SQE2 Advocacy: How to Calm Your Nerves and Perform
Ask SQE2 candidates what worries them most and the answer is almost always the same: the oral stations, and advocacy above all. Performing in real time in front of an assessor feels exposing in a way a written paper never does. If that is you, take heart. Advocacy is a craft, and craft is built by rehearsal, not born from confidence.
Remember what is actually being assessed
You are not auditioning to be a famous barrister. The assessor wants to see that you can present a clear, structured, persuasive submission and respond sensibly to questions. Competent and professional beats theatrical every time. That is a far more achievable bar than the performance pressure in your head suggests.
Build a reliable structure
Nerves shrink when you have a framework to lean on. Most advocacy tasks reward a simple, clear shape:
- Introduce yourself and your application briefly.
- State what you are asking the court to do.
- Give your reasons in a logical order, your strongest first.
- Deal with the other side's points honestly.
- Conclude by restating clearly what you want.
When you trust the structure, your brain has spare capacity to think on your feet, which is where real marks are won.
Preparation is the antidote to nerves. You cannot talk yourself out of fear, but you can rehearse yourself out of it.
Rehearse out loud, properly
Reading your submission silently is not practice. Stand up, speak it aloud, and time yourself. Record it on your phone and watch it back, however uncomfortable that feels. You will catch filler words, a rushing pace, and places where your logic wobbles. Better to find them in your bedroom than in the assessment.

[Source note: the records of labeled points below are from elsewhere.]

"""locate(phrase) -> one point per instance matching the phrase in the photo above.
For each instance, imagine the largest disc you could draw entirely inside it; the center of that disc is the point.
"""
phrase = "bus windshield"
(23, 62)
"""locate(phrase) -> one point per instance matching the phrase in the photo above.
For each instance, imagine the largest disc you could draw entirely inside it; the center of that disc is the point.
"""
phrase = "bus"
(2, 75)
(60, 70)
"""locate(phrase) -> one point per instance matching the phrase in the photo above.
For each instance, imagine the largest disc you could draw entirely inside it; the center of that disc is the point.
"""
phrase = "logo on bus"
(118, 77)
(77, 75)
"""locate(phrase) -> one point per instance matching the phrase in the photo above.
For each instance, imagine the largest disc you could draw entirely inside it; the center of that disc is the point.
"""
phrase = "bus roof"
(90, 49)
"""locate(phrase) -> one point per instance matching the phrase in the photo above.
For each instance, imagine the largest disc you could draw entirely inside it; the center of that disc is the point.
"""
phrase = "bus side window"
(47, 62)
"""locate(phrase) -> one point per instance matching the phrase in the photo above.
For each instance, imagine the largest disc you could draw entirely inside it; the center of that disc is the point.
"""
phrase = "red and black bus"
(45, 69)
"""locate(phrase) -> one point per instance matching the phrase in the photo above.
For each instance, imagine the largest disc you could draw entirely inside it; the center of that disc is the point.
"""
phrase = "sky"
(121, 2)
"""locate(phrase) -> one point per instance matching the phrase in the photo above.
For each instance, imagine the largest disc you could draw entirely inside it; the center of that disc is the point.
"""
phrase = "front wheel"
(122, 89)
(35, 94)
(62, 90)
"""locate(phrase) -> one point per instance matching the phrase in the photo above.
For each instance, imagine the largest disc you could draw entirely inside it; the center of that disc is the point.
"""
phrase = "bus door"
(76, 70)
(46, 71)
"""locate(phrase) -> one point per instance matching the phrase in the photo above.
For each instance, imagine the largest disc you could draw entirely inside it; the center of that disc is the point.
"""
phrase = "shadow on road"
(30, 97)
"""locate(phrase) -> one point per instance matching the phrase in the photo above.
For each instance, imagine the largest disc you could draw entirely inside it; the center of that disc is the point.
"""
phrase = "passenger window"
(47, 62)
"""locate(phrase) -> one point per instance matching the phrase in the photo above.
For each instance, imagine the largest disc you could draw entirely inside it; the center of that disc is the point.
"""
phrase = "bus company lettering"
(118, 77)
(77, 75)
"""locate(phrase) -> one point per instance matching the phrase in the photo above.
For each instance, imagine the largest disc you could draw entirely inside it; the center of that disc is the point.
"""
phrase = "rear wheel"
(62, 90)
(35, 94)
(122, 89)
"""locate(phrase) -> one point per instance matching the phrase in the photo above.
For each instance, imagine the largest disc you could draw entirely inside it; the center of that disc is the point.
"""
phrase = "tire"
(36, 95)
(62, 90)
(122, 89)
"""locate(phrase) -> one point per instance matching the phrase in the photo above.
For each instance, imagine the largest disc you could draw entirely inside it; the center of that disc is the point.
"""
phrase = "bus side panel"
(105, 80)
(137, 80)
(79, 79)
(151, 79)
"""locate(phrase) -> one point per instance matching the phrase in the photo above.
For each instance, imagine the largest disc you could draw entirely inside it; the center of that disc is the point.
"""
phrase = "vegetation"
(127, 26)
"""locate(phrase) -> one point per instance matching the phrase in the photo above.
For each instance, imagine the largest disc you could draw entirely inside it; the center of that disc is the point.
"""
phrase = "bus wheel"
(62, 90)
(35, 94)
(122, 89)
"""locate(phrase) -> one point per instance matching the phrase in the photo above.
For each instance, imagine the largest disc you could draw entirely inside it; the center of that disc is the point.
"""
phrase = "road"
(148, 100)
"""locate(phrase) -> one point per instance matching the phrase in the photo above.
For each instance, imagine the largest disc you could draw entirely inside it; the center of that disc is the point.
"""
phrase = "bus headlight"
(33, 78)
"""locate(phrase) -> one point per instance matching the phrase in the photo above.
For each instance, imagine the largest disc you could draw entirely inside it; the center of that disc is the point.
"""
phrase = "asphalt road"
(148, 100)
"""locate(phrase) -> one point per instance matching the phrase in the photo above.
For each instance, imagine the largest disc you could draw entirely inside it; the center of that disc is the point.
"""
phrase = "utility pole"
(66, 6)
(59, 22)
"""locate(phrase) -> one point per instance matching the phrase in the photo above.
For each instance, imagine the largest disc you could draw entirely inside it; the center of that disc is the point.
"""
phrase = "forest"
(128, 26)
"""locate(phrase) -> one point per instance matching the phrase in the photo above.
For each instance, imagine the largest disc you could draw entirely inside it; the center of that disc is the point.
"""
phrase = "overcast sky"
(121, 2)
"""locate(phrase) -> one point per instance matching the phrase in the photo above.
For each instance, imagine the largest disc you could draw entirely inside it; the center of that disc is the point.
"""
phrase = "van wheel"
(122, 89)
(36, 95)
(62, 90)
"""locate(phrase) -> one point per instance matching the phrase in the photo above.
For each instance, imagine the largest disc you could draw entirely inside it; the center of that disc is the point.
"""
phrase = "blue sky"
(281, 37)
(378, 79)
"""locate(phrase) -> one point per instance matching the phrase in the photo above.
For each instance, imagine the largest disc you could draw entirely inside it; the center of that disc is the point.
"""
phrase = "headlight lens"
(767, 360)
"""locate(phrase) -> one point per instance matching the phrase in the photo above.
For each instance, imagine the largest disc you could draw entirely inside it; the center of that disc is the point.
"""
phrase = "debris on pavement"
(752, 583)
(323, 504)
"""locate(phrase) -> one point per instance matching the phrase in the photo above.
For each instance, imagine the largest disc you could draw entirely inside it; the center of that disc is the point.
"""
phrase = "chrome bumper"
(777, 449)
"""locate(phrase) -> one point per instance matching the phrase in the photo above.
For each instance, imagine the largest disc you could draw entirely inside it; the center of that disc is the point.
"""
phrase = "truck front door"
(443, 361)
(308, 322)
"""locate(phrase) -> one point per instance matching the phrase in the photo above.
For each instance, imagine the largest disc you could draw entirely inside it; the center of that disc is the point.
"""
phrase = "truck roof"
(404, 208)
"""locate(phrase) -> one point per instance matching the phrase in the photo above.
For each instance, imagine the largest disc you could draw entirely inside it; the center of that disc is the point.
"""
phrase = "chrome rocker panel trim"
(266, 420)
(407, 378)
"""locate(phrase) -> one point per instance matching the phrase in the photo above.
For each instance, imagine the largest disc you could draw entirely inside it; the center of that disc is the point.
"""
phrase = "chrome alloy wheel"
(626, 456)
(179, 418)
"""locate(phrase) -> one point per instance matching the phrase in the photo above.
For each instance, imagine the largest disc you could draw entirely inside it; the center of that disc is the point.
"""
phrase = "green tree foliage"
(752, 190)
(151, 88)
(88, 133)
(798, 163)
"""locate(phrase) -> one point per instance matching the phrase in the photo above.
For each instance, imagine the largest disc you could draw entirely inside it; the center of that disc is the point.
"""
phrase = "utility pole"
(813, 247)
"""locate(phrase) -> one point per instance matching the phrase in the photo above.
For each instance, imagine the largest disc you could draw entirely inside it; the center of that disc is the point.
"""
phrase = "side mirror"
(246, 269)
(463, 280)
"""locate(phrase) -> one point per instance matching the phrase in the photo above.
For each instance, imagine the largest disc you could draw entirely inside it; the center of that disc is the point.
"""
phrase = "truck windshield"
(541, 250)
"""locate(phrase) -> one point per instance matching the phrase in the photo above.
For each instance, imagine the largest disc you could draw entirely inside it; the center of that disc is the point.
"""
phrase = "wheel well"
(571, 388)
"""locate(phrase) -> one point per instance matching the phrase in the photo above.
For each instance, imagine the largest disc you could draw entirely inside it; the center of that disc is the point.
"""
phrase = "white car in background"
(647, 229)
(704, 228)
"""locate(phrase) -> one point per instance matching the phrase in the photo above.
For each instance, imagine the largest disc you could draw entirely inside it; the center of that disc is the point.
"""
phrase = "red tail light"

Prepare for the judge's questions
Assessors often interrupt with questions, and this throws people. Anticipate the obvious challenges to your argument and rehearse calm answers. If a question stumps you, it is perfectly acceptable to pause, think, and respond. A considered silence looks far more professional than a panicked ramble.
Settle yourself on the day
Before you begin, plant your feet, breathe out slowly, and speak your first line a touch slower than feels natural. Those opening seconds set your nerves for the whole station. Once you are moving through your structure, momentum carries you. Remember the SQE2 pass rate is consistently high. The people in that room are well prepared, and with this kind of rehearsal, so are you.